Bolivien: Zehntausende blockieren La Paz

armin reich 17.09.2003 10:44 Themen: Globalisierung Soziale Kämpfe Weltweit
Um gegen die Einführung einer neuen Kommunalsteuer und ein bilaterales Handelsabkommen zwischen Bolivien und den USA über die Lieferung von Erdgas zu protestierten, haben mehrere zehntausend Demonstranten die Zufahrtsstraßen von La Paz blockiert.

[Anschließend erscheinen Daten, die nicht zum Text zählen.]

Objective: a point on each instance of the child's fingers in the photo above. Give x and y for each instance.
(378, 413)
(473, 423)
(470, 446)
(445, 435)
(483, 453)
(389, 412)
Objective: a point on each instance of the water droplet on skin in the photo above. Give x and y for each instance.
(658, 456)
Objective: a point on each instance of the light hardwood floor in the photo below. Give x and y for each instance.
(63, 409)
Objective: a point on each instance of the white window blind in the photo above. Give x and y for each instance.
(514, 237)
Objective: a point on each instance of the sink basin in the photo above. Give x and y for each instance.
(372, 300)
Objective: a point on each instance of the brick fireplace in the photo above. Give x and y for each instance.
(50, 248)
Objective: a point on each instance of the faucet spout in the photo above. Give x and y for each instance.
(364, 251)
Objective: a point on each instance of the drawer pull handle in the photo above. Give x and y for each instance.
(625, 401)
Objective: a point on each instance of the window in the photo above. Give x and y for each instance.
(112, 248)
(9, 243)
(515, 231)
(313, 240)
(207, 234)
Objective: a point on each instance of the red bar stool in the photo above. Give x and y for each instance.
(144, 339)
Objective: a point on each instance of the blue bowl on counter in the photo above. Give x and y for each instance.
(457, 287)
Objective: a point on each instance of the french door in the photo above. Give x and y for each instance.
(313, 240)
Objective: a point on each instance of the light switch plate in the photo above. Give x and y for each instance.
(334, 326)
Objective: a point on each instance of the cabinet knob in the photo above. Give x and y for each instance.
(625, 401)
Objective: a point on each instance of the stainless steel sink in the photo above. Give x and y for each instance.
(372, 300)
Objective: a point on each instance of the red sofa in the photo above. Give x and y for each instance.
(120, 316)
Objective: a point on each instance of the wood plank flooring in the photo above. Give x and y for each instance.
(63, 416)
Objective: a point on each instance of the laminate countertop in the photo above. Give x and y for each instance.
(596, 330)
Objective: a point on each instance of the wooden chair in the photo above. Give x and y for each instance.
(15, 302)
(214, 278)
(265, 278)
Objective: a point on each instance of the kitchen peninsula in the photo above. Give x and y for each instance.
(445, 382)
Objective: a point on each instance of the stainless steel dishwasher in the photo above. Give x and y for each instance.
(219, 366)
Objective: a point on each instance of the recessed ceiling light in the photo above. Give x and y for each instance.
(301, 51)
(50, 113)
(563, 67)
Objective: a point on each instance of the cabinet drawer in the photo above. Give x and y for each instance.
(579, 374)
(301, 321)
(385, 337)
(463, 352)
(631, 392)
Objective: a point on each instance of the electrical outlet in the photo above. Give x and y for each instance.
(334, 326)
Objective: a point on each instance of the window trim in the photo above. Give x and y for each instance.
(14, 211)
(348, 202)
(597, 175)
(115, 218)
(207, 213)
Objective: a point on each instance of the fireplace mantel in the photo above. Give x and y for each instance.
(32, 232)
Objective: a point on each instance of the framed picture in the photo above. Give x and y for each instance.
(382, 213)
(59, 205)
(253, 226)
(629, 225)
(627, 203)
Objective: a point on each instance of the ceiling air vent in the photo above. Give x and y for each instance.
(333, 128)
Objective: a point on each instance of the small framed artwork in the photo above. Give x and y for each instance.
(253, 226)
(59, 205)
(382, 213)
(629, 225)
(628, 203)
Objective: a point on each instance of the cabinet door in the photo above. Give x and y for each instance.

Nachdem die Polizeiführung gestern einräumte, daß die Andenmetropole "quasi abgeriegelt" sei, werden mittlerweile starke Armee- und Polizeikräfte mobilisiert, um die Blockaden zu durchbrechen. Entzündet hatte sich dieser Konflikt zwischen Regierung und überwiegend indigener Bevölkerung gleich an mehreren Orten. In El Alto, einer der ärmsten Gemeinden des Verwaltungsbeziks La Paz, soll eine neue Kommunalsteuer eingeführt werden, die Grundstückskäufe belegt. Als zweites wird bereits seit längerer Zeit landesweit gegen ein Handelsabkommen mit den USA mobilisiert: während die Preise für Strom, Gas und Wasser in Bolivien immer mehr steigen, werden für die Grundversorgung der Bevölkerung wichtige Güter billig in die Industriestaaten verramscht. Daneben haben sich mehrere Bauernorganisationen in den Protest eingegliedert, die die Freilassung ihres Vertreters Freddy Huampo fordern, der ohne Vorlage von Beweisen unter der Anklage steht, einen Viehdieb getötet zu haben. Die Proteste werden sich wohl noch ausweiten, denn es läuft in einer anderen Provinz Boliviens gerade eine Mobilisierung gegen den Gas-Deal zum Ende der Woche hin. Sicherlich werden die Aktivisten dort auch von dem frischen Wind aus Cancun vorangetrieben. Es reicht nicht, in Jubel über einen gemachten Schritt auf dieser Konferenz auszubrechen, mensch muß lernen zu gehen.
(ausführlicherer Bericht in der jungen welt:  http://www.jungewelt.de/2003/09-17/001.php )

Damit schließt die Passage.